Let's train and evaluate a very basic model to perform classification of mridangam strokes. We first use a util function in the `mirdata` Dataset class to separate the Mridangam Stroke Dataset in paticular splits. We will use [``get_random_track_splits``](https://mirdata.readthedocs.io/en/latest/source/mirdata.html#mirdata.core.Dataset.get_random_track_splits), since this dataset does not have pre-determined splits, and we will create these randomly.

In [4]:
# Loading tracks for the mirdangam dataset
mridangam_tracks = msc.dataset.load_tracks()
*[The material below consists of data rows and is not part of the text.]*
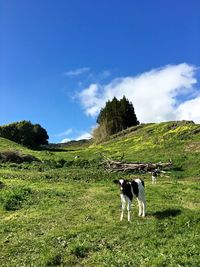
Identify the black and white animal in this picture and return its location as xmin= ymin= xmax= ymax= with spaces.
xmin=114 ymin=179 xmax=146 ymax=221
xmin=151 ymin=169 xmax=160 ymax=184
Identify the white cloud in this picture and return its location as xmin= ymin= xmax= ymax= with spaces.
xmin=64 ymin=67 xmax=90 ymax=76
xmin=79 ymin=63 xmax=200 ymax=122
xmin=60 ymin=138 xmax=71 ymax=144
xmin=75 ymin=132 xmax=92 ymax=141
xmin=177 ymin=97 xmax=200 ymax=123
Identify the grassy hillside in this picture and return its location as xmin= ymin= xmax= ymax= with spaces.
xmin=0 ymin=122 xmax=200 ymax=267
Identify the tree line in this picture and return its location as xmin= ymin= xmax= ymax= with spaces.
xmin=0 ymin=96 xmax=139 ymax=148
xmin=93 ymin=96 xmax=139 ymax=141
xmin=0 ymin=120 xmax=49 ymax=148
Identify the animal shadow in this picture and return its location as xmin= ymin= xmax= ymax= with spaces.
xmin=152 ymin=209 xmax=181 ymax=220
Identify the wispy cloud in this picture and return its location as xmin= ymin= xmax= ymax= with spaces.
xmin=64 ymin=67 xmax=90 ymax=77
xmin=60 ymin=138 xmax=71 ymax=144
xmin=79 ymin=63 xmax=200 ymax=122
xmin=75 ymin=132 xmax=92 ymax=141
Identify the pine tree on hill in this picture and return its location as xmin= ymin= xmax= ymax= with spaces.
xmin=93 ymin=96 xmax=139 ymax=140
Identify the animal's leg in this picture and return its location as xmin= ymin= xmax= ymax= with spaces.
xmin=127 ymin=200 xmax=131 ymax=222
xmin=141 ymin=195 xmax=146 ymax=217
xmin=137 ymin=198 xmax=142 ymax=216
xmin=120 ymin=195 xmax=126 ymax=221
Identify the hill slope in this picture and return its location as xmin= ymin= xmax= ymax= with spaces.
xmin=0 ymin=121 xmax=200 ymax=176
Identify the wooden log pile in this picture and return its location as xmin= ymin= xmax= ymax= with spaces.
xmin=104 ymin=159 xmax=172 ymax=173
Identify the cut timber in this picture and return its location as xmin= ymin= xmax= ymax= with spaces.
xmin=105 ymin=159 xmax=172 ymax=173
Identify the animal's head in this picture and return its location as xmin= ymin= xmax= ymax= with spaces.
xmin=114 ymin=179 xmax=128 ymax=193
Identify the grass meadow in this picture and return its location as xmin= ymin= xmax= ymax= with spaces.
xmin=0 ymin=168 xmax=200 ymax=267
xmin=0 ymin=123 xmax=200 ymax=267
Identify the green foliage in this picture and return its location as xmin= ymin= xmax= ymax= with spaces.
xmin=0 ymin=122 xmax=200 ymax=267
xmin=0 ymin=121 xmax=49 ymax=148
xmin=93 ymin=96 xmax=139 ymax=141
xmin=1 ymin=187 xmax=32 ymax=211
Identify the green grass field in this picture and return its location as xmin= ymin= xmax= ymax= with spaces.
xmin=0 ymin=122 xmax=200 ymax=267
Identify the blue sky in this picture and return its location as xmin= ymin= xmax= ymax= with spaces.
xmin=0 ymin=0 xmax=200 ymax=142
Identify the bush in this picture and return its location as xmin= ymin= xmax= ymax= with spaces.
xmin=0 ymin=151 xmax=39 ymax=163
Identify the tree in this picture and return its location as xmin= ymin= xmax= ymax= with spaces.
xmin=0 ymin=121 xmax=49 ymax=148
xmin=93 ymin=96 xmax=139 ymax=140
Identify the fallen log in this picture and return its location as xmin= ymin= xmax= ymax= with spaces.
xmin=104 ymin=159 xmax=172 ymax=173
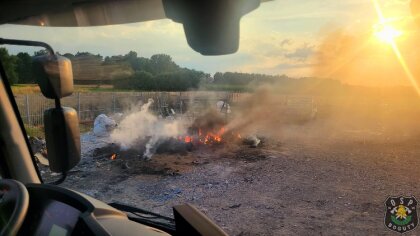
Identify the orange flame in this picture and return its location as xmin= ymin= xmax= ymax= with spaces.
xmin=184 ymin=136 xmax=192 ymax=143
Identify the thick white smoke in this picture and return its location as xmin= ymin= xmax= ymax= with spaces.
xmin=111 ymin=99 xmax=185 ymax=159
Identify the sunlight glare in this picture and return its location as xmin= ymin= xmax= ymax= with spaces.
xmin=374 ymin=24 xmax=403 ymax=43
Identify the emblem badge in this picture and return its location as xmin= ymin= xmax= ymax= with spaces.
xmin=385 ymin=196 xmax=418 ymax=233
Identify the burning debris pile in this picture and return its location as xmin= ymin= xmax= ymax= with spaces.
xmin=94 ymin=99 xmax=260 ymax=160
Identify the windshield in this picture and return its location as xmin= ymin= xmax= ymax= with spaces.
xmin=0 ymin=0 xmax=420 ymax=235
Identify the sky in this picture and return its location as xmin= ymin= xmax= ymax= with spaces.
xmin=0 ymin=0 xmax=420 ymax=84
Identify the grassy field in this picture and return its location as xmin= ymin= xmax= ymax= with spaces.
xmin=12 ymin=84 xmax=117 ymax=95
xmin=12 ymin=84 xmax=250 ymax=95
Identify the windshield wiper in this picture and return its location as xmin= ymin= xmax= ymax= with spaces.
xmin=108 ymin=202 xmax=176 ymax=234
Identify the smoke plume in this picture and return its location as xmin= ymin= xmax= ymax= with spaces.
xmin=111 ymin=99 xmax=186 ymax=159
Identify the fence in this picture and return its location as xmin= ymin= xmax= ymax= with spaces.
xmin=15 ymin=92 xmax=240 ymax=126
xmin=15 ymin=91 xmax=314 ymax=136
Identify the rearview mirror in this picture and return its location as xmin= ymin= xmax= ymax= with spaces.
xmin=44 ymin=107 xmax=81 ymax=173
xmin=162 ymin=0 xmax=260 ymax=55
xmin=33 ymin=55 xmax=73 ymax=99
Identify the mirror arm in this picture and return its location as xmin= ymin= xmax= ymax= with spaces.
xmin=0 ymin=38 xmax=54 ymax=55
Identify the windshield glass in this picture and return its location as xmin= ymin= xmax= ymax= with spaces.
xmin=0 ymin=0 xmax=420 ymax=235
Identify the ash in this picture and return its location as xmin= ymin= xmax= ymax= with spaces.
xmin=37 ymin=129 xmax=420 ymax=235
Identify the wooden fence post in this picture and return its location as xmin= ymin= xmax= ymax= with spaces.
xmin=25 ymin=94 xmax=31 ymax=125
xmin=77 ymin=92 xmax=82 ymax=121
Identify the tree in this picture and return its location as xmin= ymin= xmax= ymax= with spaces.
xmin=150 ymin=54 xmax=179 ymax=75
xmin=0 ymin=48 xmax=18 ymax=84
xmin=34 ymin=49 xmax=48 ymax=56
xmin=16 ymin=52 xmax=35 ymax=84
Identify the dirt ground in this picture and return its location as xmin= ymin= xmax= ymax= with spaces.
xmin=37 ymin=130 xmax=420 ymax=235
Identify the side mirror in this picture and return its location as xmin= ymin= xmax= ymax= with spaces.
xmin=162 ymin=0 xmax=260 ymax=55
xmin=44 ymin=107 xmax=81 ymax=173
xmin=33 ymin=55 xmax=74 ymax=99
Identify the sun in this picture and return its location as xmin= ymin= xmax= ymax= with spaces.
xmin=374 ymin=24 xmax=403 ymax=43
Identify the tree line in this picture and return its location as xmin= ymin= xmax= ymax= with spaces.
xmin=0 ymin=48 xmax=306 ymax=91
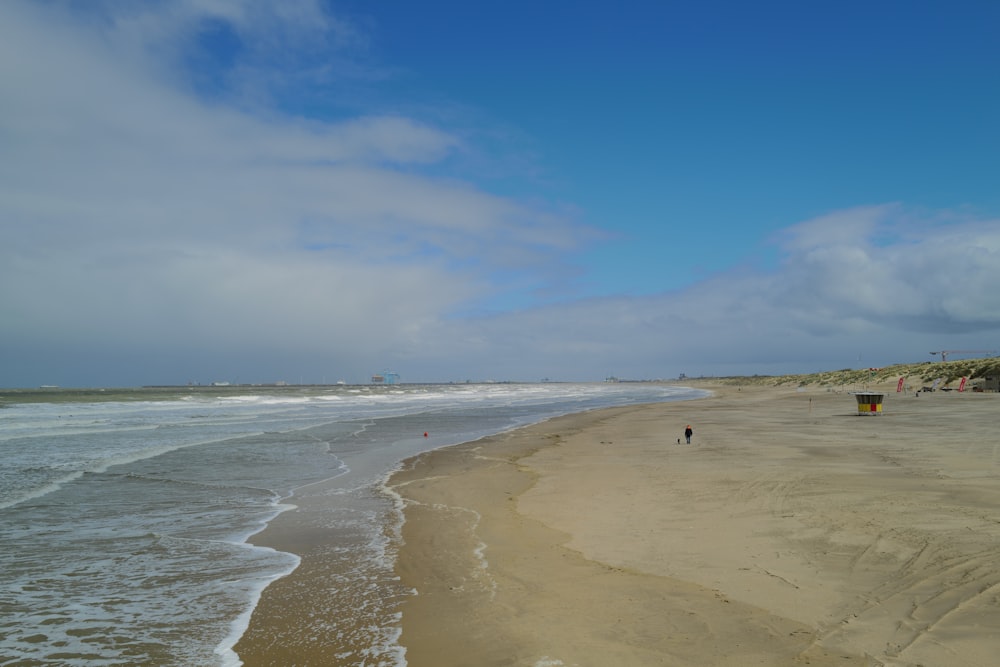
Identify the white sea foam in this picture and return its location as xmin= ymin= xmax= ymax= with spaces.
xmin=0 ymin=384 xmax=704 ymax=667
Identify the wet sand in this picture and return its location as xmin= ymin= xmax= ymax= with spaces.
xmin=390 ymin=386 xmax=1000 ymax=667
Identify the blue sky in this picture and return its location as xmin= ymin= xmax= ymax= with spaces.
xmin=0 ymin=0 xmax=1000 ymax=386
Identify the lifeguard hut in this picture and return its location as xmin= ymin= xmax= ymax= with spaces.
xmin=854 ymin=391 xmax=885 ymax=415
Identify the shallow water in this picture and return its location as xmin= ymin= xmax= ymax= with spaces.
xmin=0 ymin=383 xmax=697 ymax=666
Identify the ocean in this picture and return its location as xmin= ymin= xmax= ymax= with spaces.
xmin=0 ymin=383 xmax=702 ymax=667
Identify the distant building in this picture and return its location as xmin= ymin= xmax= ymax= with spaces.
xmin=372 ymin=371 xmax=399 ymax=384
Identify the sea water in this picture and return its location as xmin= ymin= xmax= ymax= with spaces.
xmin=0 ymin=383 xmax=698 ymax=667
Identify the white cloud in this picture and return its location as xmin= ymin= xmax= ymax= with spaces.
xmin=0 ymin=0 xmax=1000 ymax=384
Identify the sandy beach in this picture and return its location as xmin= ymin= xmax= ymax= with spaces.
xmin=390 ymin=386 xmax=1000 ymax=667
xmin=237 ymin=385 xmax=1000 ymax=667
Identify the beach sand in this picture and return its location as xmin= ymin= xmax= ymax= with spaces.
xmin=390 ymin=386 xmax=1000 ymax=667
xmin=237 ymin=385 xmax=1000 ymax=667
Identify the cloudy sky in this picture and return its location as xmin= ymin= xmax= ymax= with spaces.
xmin=0 ymin=0 xmax=1000 ymax=387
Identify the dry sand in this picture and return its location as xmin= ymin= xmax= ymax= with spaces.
xmin=390 ymin=386 xmax=1000 ymax=667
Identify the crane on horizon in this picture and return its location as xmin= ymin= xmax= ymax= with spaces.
xmin=931 ymin=350 xmax=996 ymax=362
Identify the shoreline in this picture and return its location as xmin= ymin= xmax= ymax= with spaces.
xmin=236 ymin=381 xmax=1000 ymax=667
xmin=389 ymin=383 xmax=1000 ymax=667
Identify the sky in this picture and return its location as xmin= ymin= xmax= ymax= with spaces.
xmin=0 ymin=0 xmax=1000 ymax=387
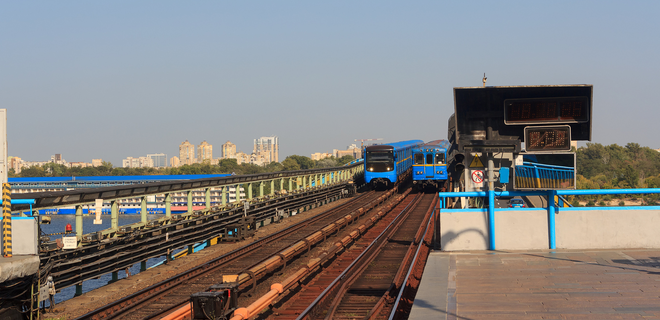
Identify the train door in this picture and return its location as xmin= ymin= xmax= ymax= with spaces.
xmin=424 ymin=152 xmax=435 ymax=178
xmin=433 ymin=151 xmax=447 ymax=176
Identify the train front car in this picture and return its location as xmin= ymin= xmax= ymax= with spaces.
xmin=412 ymin=140 xmax=450 ymax=190
xmin=364 ymin=140 xmax=424 ymax=188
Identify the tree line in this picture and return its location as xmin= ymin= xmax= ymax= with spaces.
xmin=8 ymin=155 xmax=355 ymax=178
xmin=569 ymin=142 xmax=660 ymax=205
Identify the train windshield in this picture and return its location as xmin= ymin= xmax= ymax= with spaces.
xmin=435 ymin=152 xmax=445 ymax=164
xmin=366 ymin=151 xmax=394 ymax=163
xmin=415 ymin=153 xmax=424 ymax=164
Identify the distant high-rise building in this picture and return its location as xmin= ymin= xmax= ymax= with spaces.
xmin=332 ymin=144 xmax=362 ymax=159
xmin=8 ymin=157 xmax=23 ymax=174
xmin=170 ymin=156 xmax=181 ymax=168
xmin=252 ymin=136 xmax=280 ymax=164
xmin=179 ymin=140 xmax=195 ymax=165
xmin=197 ymin=140 xmax=213 ymax=163
xmin=312 ymin=152 xmax=332 ymax=161
xmin=147 ymin=153 xmax=167 ymax=168
xmin=222 ymin=141 xmax=236 ymax=159
xmin=121 ymin=157 xmax=154 ymax=168
xmin=234 ymin=151 xmax=250 ymax=164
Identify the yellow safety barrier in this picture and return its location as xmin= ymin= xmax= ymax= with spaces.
xmin=2 ymin=183 xmax=12 ymax=258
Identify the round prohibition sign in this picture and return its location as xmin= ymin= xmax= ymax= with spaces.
xmin=472 ymin=170 xmax=484 ymax=183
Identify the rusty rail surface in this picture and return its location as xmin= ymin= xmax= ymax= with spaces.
xmin=78 ymin=193 xmax=394 ymax=319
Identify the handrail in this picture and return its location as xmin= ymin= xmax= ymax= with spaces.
xmin=438 ymin=188 xmax=660 ymax=250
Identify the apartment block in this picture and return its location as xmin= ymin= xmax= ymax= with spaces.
xmin=179 ymin=140 xmax=195 ymax=165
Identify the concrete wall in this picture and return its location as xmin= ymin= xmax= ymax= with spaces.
xmin=0 ymin=217 xmax=39 ymax=255
xmin=440 ymin=209 xmax=548 ymax=251
xmin=556 ymin=207 xmax=660 ymax=249
xmin=440 ymin=207 xmax=660 ymax=251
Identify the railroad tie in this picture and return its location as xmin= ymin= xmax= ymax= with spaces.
xmin=2 ymin=183 xmax=12 ymax=258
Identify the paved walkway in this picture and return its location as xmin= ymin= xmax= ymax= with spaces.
xmin=410 ymin=249 xmax=660 ymax=319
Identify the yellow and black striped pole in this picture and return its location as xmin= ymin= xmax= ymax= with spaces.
xmin=2 ymin=183 xmax=12 ymax=258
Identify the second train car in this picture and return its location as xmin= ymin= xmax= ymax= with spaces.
xmin=364 ymin=140 xmax=424 ymax=188
xmin=412 ymin=140 xmax=451 ymax=189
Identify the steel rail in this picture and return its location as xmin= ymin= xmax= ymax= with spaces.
xmin=297 ymin=191 xmax=414 ymax=319
xmin=388 ymin=199 xmax=437 ymax=320
xmin=76 ymin=192 xmax=373 ymax=320
xmin=42 ymin=186 xmax=342 ymax=289
xmin=325 ymin=193 xmax=423 ymax=319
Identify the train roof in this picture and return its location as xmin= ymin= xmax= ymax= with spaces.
xmin=7 ymin=174 xmax=230 ymax=183
xmin=413 ymin=140 xmax=451 ymax=151
xmin=365 ymin=140 xmax=424 ymax=150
# Getting list of id per split
# NOTE: We use (0.9, 0.1): two splits including 90% and 10% of the whole dataset
split_dict = msc.dataset.get_random_track_splits(
    splits=(0.9, 0.1),
    split_names=("train", "validation")
)

# Get track dictionaries given the created splits
train_split = {x: mridangam_tracks[x] for x in split_dict["train"]}
evaluation_split = {y: mridangam_tracks[y] for y in split_dict["validation"]}

# Let's get random track from the created evaluation split
random.choice(list(evaluation_split.items()))

('225104',
 Track(
   audio_path="../audio/mir_dataset/mridangam_stroke_1.5/B/225104__akshaylaya__thi-b-323.wav",
   stroke_name="thi",
   tonic="B",
   track_id="225104",
   audio: The track's audio
 
         Returns,
 ))

Our class will assume that the entire dataset is used for the training process. We need to update the dataset in the class with the training split.

In [5]:
msc.mridangam_tracks = train_split
msc.mridangam_ids = list(train_split.keys())

**Let's now train the model!** We will train Support Vector Machine (SVM) model using `scikit learn`. The mridangam stroke classification tool in `compiam` uses the [MusicExtraction in Essentia](https://essentia.upf.edu/streaming_extractor_music.html) to compute low-level features from the stroke recordings and feed the model.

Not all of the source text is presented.